PermaLink Never thought you'd have to diddle with MTUs ever again, did you?04/04/2008 04:22 PM
Domino
At work
You know, back in the early days of TCP/IP with Windows... say, 1994, we get used to having to fart around with fairly low-level parameters like MTUs, packet fragmentation, TTL, all that.  It's been years since we've had to fool with it in this era when everything from cars to refrigerators speak TCP/IP, but amusingly, it popped up again at work today.  We all dusted off our brains to remember how to fix it.

Last year, my department was mostly moved out of the main campus of my day job's site and went about three miles to a leased space in some nondescript office park. Our neighbors are a landscape-supply place, a convenience store, a replacement-window place, and a company that stocks liquor on cruise ships.

How to get that office onto the campus backbone? Well, in the old days they'd have just leased some lines and been done with it. In this case, though, we're on the end of a fairly wimpy line-of-sight microwave link. Some days, it works well. Other days, when the weather is shitty and somebody's FTPing five gig worth of QuickPlaces around the network, it can be pretty awful.

This morning, some of it freaked out in a weird way. We found ourselves unable to get to our own production Domino servers over in the main campus if we did it through the load-balancer that fronts those boxes to even out web traffic. Going to the machines directly via IP address worked fine. But no, it wasn't a DNS issue... things were timing out, or worse, not timing out. One of my workstations is still trying to talk to the server, and FasterFox reports it's been trying for... 83 minutes now. Other internal sites work fine. Access to the internet is fine. It's just... that one site.

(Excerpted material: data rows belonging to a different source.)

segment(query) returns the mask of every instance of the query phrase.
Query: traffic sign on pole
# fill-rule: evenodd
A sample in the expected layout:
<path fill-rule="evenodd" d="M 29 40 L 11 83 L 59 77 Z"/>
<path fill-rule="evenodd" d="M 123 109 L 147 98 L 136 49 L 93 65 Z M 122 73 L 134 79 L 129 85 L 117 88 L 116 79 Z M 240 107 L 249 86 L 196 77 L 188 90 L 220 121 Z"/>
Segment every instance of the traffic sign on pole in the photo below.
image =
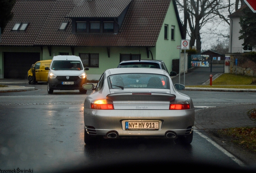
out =
<path fill-rule="evenodd" d="M 180 45 L 181 49 L 189 49 L 189 40 L 182 40 Z"/>
<path fill-rule="evenodd" d="M 256 12 L 256 1 L 255 0 L 244 0 L 244 2 L 253 12 Z"/>

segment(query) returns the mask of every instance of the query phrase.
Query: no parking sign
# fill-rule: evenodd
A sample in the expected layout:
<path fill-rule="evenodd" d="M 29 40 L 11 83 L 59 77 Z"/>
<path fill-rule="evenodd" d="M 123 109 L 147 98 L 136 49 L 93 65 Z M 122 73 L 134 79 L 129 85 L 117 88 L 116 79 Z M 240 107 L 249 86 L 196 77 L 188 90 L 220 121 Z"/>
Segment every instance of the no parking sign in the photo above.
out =
<path fill-rule="evenodd" d="M 189 40 L 182 40 L 181 49 L 189 49 Z"/>

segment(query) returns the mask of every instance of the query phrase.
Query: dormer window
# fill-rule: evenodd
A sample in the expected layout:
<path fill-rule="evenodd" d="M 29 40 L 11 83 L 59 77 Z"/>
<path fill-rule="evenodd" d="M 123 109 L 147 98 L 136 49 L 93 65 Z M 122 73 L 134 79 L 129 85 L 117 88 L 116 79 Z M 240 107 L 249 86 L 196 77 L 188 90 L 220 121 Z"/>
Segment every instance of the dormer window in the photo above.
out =
<path fill-rule="evenodd" d="M 65 30 L 68 26 L 68 22 L 63 22 L 60 25 L 60 30 Z"/>
<path fill-rule="evenodd" d="M 12 30 L 25 31 L 27 29 L 28 23 L 16 23 L 14 24 Z"/>
<path fill-rule="evenodd" d="M 113 33 L 114 32 L 114 22 L 103 22 L 103 32 Z"/>
<path fill-rule="evenodd" d="M 90 32 L 99 33 L 101 32 L 101 25 L 99 22 L 90 22 Z"/>
<path fill-rule="evenodd" d="M 13 26 L 13 27 L 12 28 L 12 30 L 18 30 L 21 24 L 21 23 L 16 23 L 14 24 L 14 26 Z"/>
<path fill-rule="evenodd" d="M 76 22 L 76 32 L 86 32 L 86 22 Z"/>

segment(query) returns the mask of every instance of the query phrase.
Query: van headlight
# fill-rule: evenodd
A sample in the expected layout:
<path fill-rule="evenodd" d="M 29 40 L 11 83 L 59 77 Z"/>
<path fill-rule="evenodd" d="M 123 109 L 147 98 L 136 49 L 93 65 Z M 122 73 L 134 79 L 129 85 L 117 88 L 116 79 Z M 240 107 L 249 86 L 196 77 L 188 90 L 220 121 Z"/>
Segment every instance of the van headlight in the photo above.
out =
<path fill-rule="evenodd" d="M 50 77 L 50 78 L 56 78 L 56 77 L 57 77 L 57 76 L 56 76 L 55 74 L 54 74 L 51 73 L 49 74 L 49 76 Z"/>
<path fill-rule="evenodd" d="M 80 78 L 85 78 L 86 77 L 86 75 L 85 74 L 85 73 L 83 73 L 82 74 L 79 75 L 78 77 Z"/>

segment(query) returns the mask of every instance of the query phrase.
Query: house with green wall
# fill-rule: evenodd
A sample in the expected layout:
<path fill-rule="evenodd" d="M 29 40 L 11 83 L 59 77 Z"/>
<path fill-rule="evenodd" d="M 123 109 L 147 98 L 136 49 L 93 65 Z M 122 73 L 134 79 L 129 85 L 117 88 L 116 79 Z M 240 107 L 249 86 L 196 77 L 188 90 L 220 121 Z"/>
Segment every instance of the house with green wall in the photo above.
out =
<path fill-rule="evenodd" d="M 184 39 L 174 0 L 17 0 L 2 34 L 0 78 L 25 78 L 55 55 L 81 58 L 97 80 L 123 60 L 163 60 L 169 71 Z"/>

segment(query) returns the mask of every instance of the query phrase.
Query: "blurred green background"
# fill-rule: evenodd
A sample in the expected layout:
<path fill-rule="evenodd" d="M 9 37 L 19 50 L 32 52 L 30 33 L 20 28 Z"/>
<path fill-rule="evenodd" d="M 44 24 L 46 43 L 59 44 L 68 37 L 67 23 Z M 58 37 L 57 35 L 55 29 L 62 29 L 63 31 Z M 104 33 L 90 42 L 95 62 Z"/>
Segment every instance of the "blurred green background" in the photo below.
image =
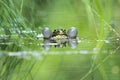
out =
<path fill-rule="evenodd" d="M 120 0 L 0 0 L 0 80 L 120 80 Z M 78 46 L 41 46 L 44 27 L 76 27 Z"/>

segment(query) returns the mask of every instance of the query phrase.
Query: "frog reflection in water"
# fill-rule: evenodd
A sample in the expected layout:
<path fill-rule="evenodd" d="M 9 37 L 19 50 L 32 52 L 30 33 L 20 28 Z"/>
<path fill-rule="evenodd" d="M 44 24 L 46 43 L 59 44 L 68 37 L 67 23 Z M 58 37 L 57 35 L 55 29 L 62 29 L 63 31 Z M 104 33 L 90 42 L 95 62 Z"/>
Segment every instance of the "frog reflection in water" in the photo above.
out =
<path fill-rule="evenodd" d="M 77 29 L 75 27 L 71 27 L 68 32 L 65 29 L 55 29 L 51 32 L 49 28 L 44 28 L 43 36 L 45 49 L 49 49 L 52 44 L 55 47 L 66 47 L 66 43 L 71 48 L 77 46 Z"/>

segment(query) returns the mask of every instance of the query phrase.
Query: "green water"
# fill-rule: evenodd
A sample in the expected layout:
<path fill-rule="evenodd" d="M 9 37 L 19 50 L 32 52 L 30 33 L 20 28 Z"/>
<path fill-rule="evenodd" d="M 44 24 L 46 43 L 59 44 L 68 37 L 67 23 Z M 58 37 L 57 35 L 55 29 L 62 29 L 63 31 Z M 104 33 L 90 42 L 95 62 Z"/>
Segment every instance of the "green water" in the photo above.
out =
<path fill-rule="evenodd" d="M 120 0 L 1 0 L 0 80 L 119 80 Z M 71 49 L 42 29 L 78 30 Z"/>

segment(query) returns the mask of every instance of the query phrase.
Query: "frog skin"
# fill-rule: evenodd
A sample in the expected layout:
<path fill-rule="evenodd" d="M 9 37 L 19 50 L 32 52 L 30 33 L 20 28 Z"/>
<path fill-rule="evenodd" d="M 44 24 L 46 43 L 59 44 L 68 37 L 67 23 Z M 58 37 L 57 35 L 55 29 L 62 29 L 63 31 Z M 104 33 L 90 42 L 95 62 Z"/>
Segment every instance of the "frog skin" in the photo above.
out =
<path fill-rule="evenodd" d="M 68 32 L 66 32 L 65 29 L 55 29 L 52 32 L 49 28 L 44 28 L 44 44 L 56 43 L 56 45 L 54 45 L 55 47 L 66 47 L 66 43 L 68 43 L 71 48 L 75 48 L 77 45 L 77 33 L 75 27 L 71 27 Z M 45 45 L 44 47 L 48 49 L 48 47 L 50 48 L 50 45 Z"/>

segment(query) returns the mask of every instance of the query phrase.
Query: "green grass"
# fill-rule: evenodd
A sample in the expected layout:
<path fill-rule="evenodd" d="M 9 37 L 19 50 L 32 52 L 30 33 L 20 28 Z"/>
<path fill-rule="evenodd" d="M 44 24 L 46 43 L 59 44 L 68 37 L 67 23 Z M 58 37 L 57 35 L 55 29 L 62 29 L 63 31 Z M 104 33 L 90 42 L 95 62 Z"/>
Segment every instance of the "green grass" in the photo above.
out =
<path fill-rule="evenodd" d="M 119 5 L 120 0 L 1 0 L 0 80 L 119 80 Z M 72 26 L 81 39 L 77 48 L 40 46 L 44 27 Z"/>

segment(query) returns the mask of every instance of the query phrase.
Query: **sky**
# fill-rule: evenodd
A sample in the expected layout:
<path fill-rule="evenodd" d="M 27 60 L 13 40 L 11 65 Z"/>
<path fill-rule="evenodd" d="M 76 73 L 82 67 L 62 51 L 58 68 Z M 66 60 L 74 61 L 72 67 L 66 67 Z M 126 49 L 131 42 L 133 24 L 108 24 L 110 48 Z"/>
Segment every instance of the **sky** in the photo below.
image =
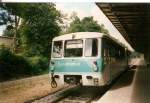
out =
<path fill-rule="evenodd" d="M 98 24 L 104 24 L 111 36 L 125 44 L 130 50 L 133 50 L 94 2 L 59 2 L 55 4 L 56 8 L 61 11 L 61 13 L 67 14 L 68 17 L 72 14 L 72 12 L 76 12 L 80 19 L 87 16 L 93 16 L 94 20 L 96 20 Z M 68 22 L 69 21 L 66 21 L 66 23 Z M 5 26 L 0 26 L 0 35 L 2 34 L 3 29 L 5 29 Z"/>
<path fill-rule="evenodd" d="M 115 28 L 115 26 L 110 22 L 110 20 L 104 15 L 104 13 L 97 7 L 93 2 L 79 2 L 79 3 L 55 3 L 56 8 L 62 13 L 70 16 L 72 12 L 76 12 L 80 19 L 83 19 L 87 16 L 93 16 L 94 20 L 98 24 L 104 24 L 105 28 L 109 31 L 110 35 L 118 39 L 120 42 L 126 45 L 130 50 L 133 51 L 133 48 L 127 41 L 123 38 L 120 32 Z"/>

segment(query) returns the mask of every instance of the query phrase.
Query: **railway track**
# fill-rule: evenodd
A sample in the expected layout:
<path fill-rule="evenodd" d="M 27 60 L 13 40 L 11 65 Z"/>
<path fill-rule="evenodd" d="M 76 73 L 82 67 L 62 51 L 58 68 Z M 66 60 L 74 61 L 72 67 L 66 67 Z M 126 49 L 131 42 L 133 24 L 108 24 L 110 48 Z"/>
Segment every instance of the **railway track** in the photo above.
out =
<path fill-rule="evenodd" d="M 124 71 L 123 73 L 125 73 Z M 85 87 L 85 86 L 70 86 L 66 89 L 50 94 L 43 98 L 36 99 L 28 103 L 91 103 L 102 97 L 102 95 L 112 87 L 112 85 L 123 74 L 121 73 L 113 82 L 105 87 Z"/>
<path fill-rule="evenodd" d="M 80 87 L 56 103 L 91 103 L 100 98 L 105 91 L 104 87 Z"/>

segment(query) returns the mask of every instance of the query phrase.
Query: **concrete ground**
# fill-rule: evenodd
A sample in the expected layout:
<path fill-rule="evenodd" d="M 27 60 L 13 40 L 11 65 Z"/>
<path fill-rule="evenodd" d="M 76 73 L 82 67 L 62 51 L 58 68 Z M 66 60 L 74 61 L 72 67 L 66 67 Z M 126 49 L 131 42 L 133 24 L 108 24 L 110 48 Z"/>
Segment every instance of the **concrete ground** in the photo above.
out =
<path fill-rule="evenodd" d="M 5 90 L 0 88 L 0 103 L 25 103 L 67 87 L 51 88 L 49 81 L 46 80 L 37 82 L 37 84 L 31 83 L 30 86 L 20 86 Z"/>
<path fill-rule="evenodd" d="M 127 71 L 94 103 L 150 103 L 150 67 Z"/>

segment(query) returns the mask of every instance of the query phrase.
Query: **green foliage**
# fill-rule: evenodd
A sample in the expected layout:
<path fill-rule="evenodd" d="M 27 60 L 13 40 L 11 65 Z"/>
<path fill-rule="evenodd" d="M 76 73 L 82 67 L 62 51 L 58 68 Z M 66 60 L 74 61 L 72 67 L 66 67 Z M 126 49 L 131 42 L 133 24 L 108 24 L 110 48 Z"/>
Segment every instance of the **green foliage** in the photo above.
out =
<path fill-rule="evenodd" d="M 29 75 L 30 65 L 21 56 L 13 55 L 8 49 L 0 49 L 0 78 L 7 80 L 20 75 Z"/>
<path fill-rule="evenodd" d="M 67 32 L 103 32 L 106 34 L 108 30 L 104 28 L 104 25 L 99 25 L 97 21 L 93 19 L 93 17 L 84 17 L 82 20 L 79 17 L 72 17 L 73 21 L 70 23 L 70 27 Z"/>
<path fill-rule="evenodd" d="M 42 55 L 49 57 L 50 41 L 60 32 L 58 24 L 61 14 L 53 3 L 3 3 L 13 28 L 4 31 L 7 36 L 18 38 L 19 46 L 26 56 Z M 19 21 L 21 20 L 21 25 Z"/>
<path fill-rule="evenodd" d="M 49 57 L 50 41 L 59 34 L 60 13 L 54 5 L 28 4 L 19 29 L 22 49 L 27 56 Z"/>
<path fill-rule="evenodd" d="M 14 55 L 9 49 L 0 49 L 0 81 L 38 75 L 48 70 L 48 59 Z"/>

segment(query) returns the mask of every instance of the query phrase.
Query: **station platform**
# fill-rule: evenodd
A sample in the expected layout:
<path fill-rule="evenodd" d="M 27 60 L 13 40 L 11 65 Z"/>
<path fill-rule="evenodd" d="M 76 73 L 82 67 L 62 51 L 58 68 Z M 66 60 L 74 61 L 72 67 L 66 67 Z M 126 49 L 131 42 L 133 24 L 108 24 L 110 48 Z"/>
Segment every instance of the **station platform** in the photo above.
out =
<path fill-rule="evenodd" d="M 127 71 L 93 103 L 150 103 L 150 67 Z"/>

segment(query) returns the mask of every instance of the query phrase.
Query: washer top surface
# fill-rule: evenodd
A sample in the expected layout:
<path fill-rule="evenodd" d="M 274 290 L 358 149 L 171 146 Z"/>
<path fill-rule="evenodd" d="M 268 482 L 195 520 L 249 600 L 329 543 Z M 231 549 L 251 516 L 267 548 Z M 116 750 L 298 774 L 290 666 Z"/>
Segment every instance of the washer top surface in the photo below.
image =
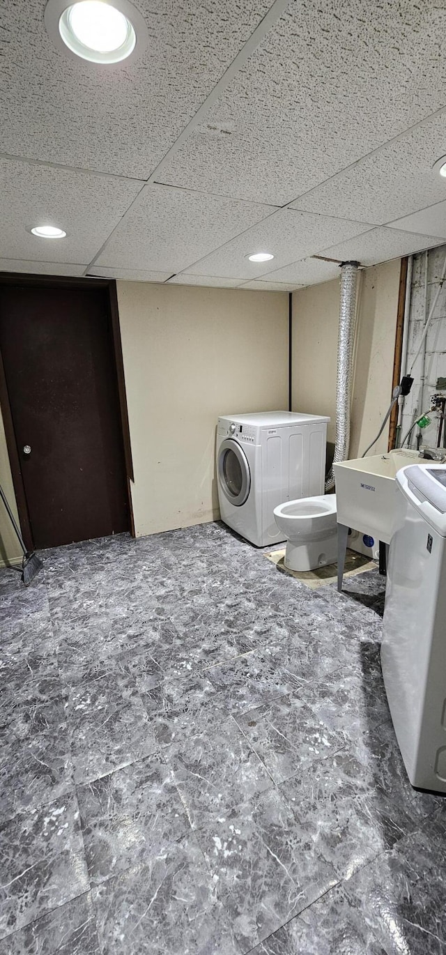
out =
<path fill-rule="evenodd" d="M 292 424 L 310 424 L 316 421 L 329 421 L 321 414 L 305 414 L 300 412 L 257 412 L 251 414 L 221 414 L 220 420 L 235 421 L 236 424 L 251 424 L 256 428 L 280 428 Z"/>
<path fill-rule="evenodd" d="M 439 534 L 446 536 L 446 464 L 410 464 L 398 471 L 396 480 L 416 509 Z"/>

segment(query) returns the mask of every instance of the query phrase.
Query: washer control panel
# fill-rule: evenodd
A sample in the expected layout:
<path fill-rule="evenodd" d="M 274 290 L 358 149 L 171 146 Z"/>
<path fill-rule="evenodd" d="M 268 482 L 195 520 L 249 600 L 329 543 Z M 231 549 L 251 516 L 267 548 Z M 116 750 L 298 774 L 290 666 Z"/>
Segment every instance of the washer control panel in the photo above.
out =
<path fill-rule="evenodd" d="M 240 424 L 238 421 L 229 421 L 227 418 L 219 420 L 218 434 L 221 437 L 233 437 L 237 441 L 246 442 L 246 444 L 256 443 L 257 429 L 251 424 Z"/>
<path fill-rule="evenodd" d="M 234 437 L 238 441 L 249 441 L 250 444 L 254 444 L 256 439 L 256 429 L 249 424 L 237 424 L 235 426 Z"/>

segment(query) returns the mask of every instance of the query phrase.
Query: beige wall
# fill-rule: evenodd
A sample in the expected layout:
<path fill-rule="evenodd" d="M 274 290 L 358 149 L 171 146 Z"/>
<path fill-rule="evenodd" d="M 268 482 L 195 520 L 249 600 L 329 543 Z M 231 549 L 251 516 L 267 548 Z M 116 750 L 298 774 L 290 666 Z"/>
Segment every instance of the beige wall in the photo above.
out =
<path fill-rule="evenodd" d="M 219 516 L 219 414 L 287 408 L 285 292 L 118 282 L 137 536 Z"/>
<path fill-rule="evenodd" d="M 392 398 L 400 261 L 362 272 L 355 335 L 350 458 L 358 457 L 379 430 Z M 293 293 L 292 407 L 329 414 L 335 439 L 339 280 Z M 389 429 L 371 454 L 387 451 Z"/>
<path fill-rule="evenodd" d="M 6 445 L 5 429 L 3 418 L 0 414 L 0 484 L 10 501 L 18 521 L 17 509 L 15 506 L 15 497 L 12 487 L 12 478 L 11 476 L 10 459 Z M 16 563 L 21 560 L 21 550 L 15 534 L 11 526 L 6 514 L 3 501 L 0 500 L 0 567 L 5 563 Z"/>

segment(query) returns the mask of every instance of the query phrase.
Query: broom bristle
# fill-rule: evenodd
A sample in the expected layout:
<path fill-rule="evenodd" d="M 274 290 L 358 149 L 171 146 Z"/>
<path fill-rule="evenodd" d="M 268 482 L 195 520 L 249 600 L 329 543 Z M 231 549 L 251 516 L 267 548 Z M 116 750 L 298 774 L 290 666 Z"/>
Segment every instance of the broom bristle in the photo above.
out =
<path fill-rule="evenodd" d="M 28 586 L 32 581 L 33 581 L 36 574 L 43 567 L 42 562 L 37 557 L 37 554 L 25 554 L 22 562 L 22 581 L 25 586 Z"/>

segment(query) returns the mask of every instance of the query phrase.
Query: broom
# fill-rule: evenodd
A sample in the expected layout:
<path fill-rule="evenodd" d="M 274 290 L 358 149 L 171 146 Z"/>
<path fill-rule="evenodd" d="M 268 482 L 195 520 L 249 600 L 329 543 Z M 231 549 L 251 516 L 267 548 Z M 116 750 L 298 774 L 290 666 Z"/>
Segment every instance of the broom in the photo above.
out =
<path fill-rule="evenodd" d="M 10 520 L 11 520 L 11 522 L 12 524 L 12 527 L 14 528 L 14 531 L 15 531 L 15 533 L 16 533 L 16 535 L 18 537 L 19 542 L 20 542 L 20 546 L 21 546 L 21 548 L 23 550 L 22 581 L 25 584 L 25 586 L 28 586 L 28 584 L 31 584 L 32 581 L 33 581 L 35 575 L 38 574 L 39 570 L 41 570 L 43 564 L 42 564 L 42 562 L 39 561 L 39 559 L 37 557 L 37 554 L 34 554 L 33 551 L 27 550 L 27 548 L 25 546 L 25 541 L 24 541 L 24 540 L 22 538 L 22 535 L 21 535 L 20 530 L 19 530 L 19 528 L 17 526 L 17 522 L 15 520 L 15 518 L 14 518 L 14 516 L 12 514 L 12 511 L 11 510 L 11 507 L 10 507 L 10 505 L 8 503 L 5 492 L 4 492 L 4 490 L 3 490 L 3 488 L 2 488 L 1 485 L 0 485 L 0 497 L 1 497 L 2 500 L 3 500 L 3 503 L 5 504 L 5 507 L 6 507 L 7 511 L 8 511 L 8 514 L 9 514 L 9 517 L 10 517 Z"/>

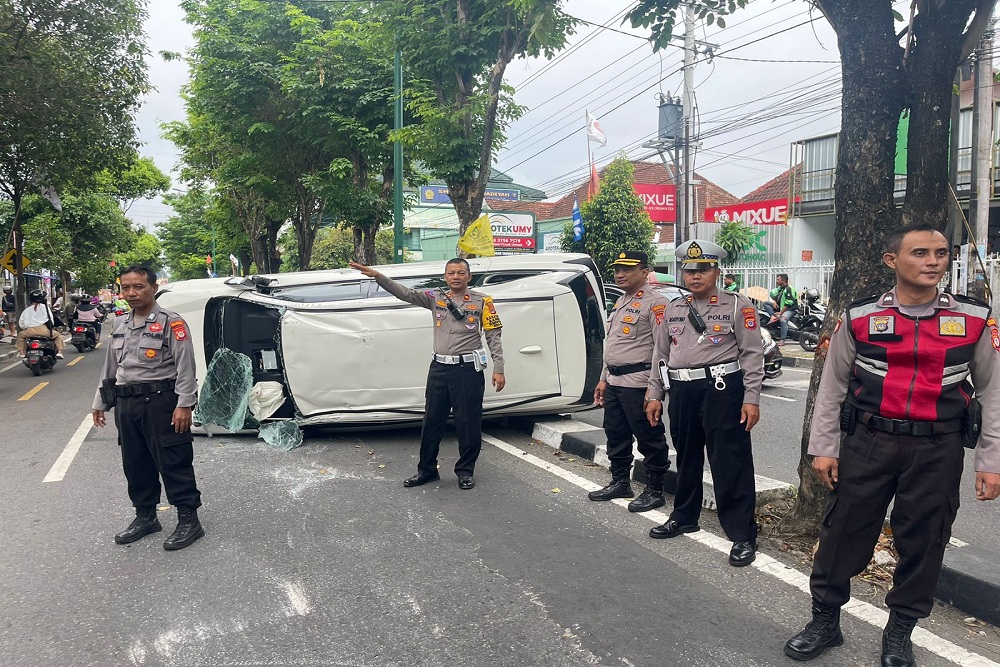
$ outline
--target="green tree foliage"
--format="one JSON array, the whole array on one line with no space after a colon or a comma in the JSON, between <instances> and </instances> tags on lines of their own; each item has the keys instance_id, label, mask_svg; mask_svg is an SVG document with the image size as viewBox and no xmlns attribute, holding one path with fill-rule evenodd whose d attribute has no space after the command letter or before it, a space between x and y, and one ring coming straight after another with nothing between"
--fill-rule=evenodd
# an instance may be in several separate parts
<instances>
[{"instance_id":1,"label":"green tree foliage","mask_svg":"<svg viewBox=\"0 0 1000 667\"><path fill-rule=\"evenodd\" d=\"M139 239L118 202L101 194L65 194L62 209L52 210L37 195L25 200L25 255L60 275L75 274L71 288L94 292L113 282L111 262L118 253L135 250Z\"/></svg>"},{"instance_id":2,"label":"green tree foliage","mask_svg":"<svg viewBox=\"0 0 1000 667\"><path fill-rule=\"evenodd\" d=\"M601 180L601 190L580 206L585 233L573 240L573 223L563 228L562 247L567 252L583 252L594 258L605 280L614 275L611 262L623 250L656 256L653 246L653 223L635 191L632 163L620 155L608 165Z\"/></svg>"},{"instance_id":3,"label":"green tree foliage","mask_svg":"<svg viewBox=\"0 0 1000 667\"><path fill-rule=\"evenodd\" d=\"M171 280L207 278L209 266L205 260L210 256L218 275L230 275L229 255L242 259L245 248L239 245L239 239L234 240L226 233L229 212L224 204L198 188L184 194L168 194L163 199L174 209L174 215L158 224L156 231Z\"/></svg>"},{"instance_id":4,"label":"green tree foliage","mask_svg":"<svg viewBox=\"0 0 1000 667\"><path fill-rule=\"evenodd\" d=\"M729 257L724 264L732 264L739 259L740 254L752 248L757 240L757 232L750 225L745 225L737 220L719 225L719 231L715 233L715 242L726 249Z\"/></svg>"},{"instance_id":5,"label":"green tree foliage","mask_svg":"<svg viewBox=\"0 0 1000 667\"><path fill-rule=\"evenodd\" d=\"M0 0L0 193L15 228L39 186L84 190L134 155L144 17L142 0Z\"/></svg>"},{"instance_id":6,"label":"green tree foliage","mask_svg":"<svg viewBox=\"0 0 1000 667\"><path fill-rule=\"evenodd\" d=\"M898 225L926 222L945 229L950 197L949 128L955 71L989 25L996 0L914 2L912 20L891 0L806 0L837 33L843 72L841 132L834 204L837 270L830 286L830 317L816 349L806 399L799 477L791 531L815 534L826 489L807 453L816 391L837 316L851 301L884 291L892 275L881 257L886 235ZM708 20L732 14L745 0L686 3ZM680 0L640 0L633 26L647 26L657 48L669 43L684 11ZM909 114L907 181L896 207L897 125Z\"/></svg>"},{"instance_id":7,"label":"green tree foliage","mask_svg":"<svg viewBox=\"0 0 1000 667\"><path fill-rule=\"evenodd\" d=\"M503 84L525 56L551 58L573 19L561 0L385 0L375 4L398 36L407 106L418 121L401 136L448 184L461 232L479 217L493 151L521 109Z\"/></svg>"}]
</instances>

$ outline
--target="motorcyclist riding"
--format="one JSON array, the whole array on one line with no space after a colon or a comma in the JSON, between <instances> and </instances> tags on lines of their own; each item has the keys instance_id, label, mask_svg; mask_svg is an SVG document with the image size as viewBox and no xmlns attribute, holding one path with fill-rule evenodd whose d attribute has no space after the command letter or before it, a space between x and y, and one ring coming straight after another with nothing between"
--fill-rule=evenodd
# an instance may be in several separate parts
<instances>
[{"instance_id":1,"label":"motorcyclist riding","mask_svg":"<svg viewBox=\"0 0 1000 667\"><path fill-rule=\"evenodd\" d=\"M62 359L64 346L62 336L53 330L54 327L62 325L62 320L52 313L52 309L46 303L45 292L42 290L31 290L28 294L28 301L31 305L24 309L18 320L18 356L24 356L25 340L29 336L33 336L51 338L56 344L56 359Z\"/></svg>"}]
</instances>

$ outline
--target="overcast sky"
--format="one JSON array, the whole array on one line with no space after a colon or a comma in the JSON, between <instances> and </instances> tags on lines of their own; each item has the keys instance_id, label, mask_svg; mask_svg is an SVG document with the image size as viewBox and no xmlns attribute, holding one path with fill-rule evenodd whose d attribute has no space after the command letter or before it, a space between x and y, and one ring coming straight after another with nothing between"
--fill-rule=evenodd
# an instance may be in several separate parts
<instances>
[{"instance_id":1,"label":"overcast sky","mask_svg":"<svg viewBox=\"0 0 1000 667\"><path fill-rule=\"evenodd\" d=\"M184 51L193 39L176 0L150 4L146 33L156 90L138 116L141 150L176 181L171 172L177 152L160 137L159 126L184 118L179 91L187 66L158 54ZM621 24L623 12L633 4L568 0L564 10L589 24L577 26L567 49L552 62L510 65L506 81L528 112L510 128L497 168L551 197L565 194L587 173L585 109L608 137L605 148L591 144L598 164L623 150L633 158L651 154L641 144L656 134L658 95L682 91L682 42L654 54L643 31ZM695 168L701 175L742 196L788 169L791 142L837 131L836 37L804 0L752 0L725 29L699 24L696 35L701 53L694 79L703 145ZM714 58L704 53L706 47ZM147 227L170 213L153 201L137 202L129 212Z\"/></svg>"}]
</instances>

Where to find the culprit? Somebody obviously had to change something, since this has been working fine for years now. Our initial suspicion was correct, but in an odd way.

Turns out, the router for the microwave link tends to fragment packets. My guess is, the link is so crappy they like to have small packets to reduce problems when a flock of birds or a snowstorm interferes with transmission. However, sometime last night, someone set a flag on the load-balancer out front of the big servers, set to do not permit packet fragmentation.

Make a request to the server. It hears you and send you your stuff. The load balancer makes sure it's in nice, big fat packets. Those packets get to the router for the microwave link. It says, "I want to fragment this packet, please acknowledge." The load-balancer flips it the big bird. Essentially, the router for the microwave link keeps on trying until the next power failure or something, and keeps the original requesting workstation informed that it's still trying to get the load balancer to listen to reason, which the load balancer ignores.

No timeout. No loading. No... nothing.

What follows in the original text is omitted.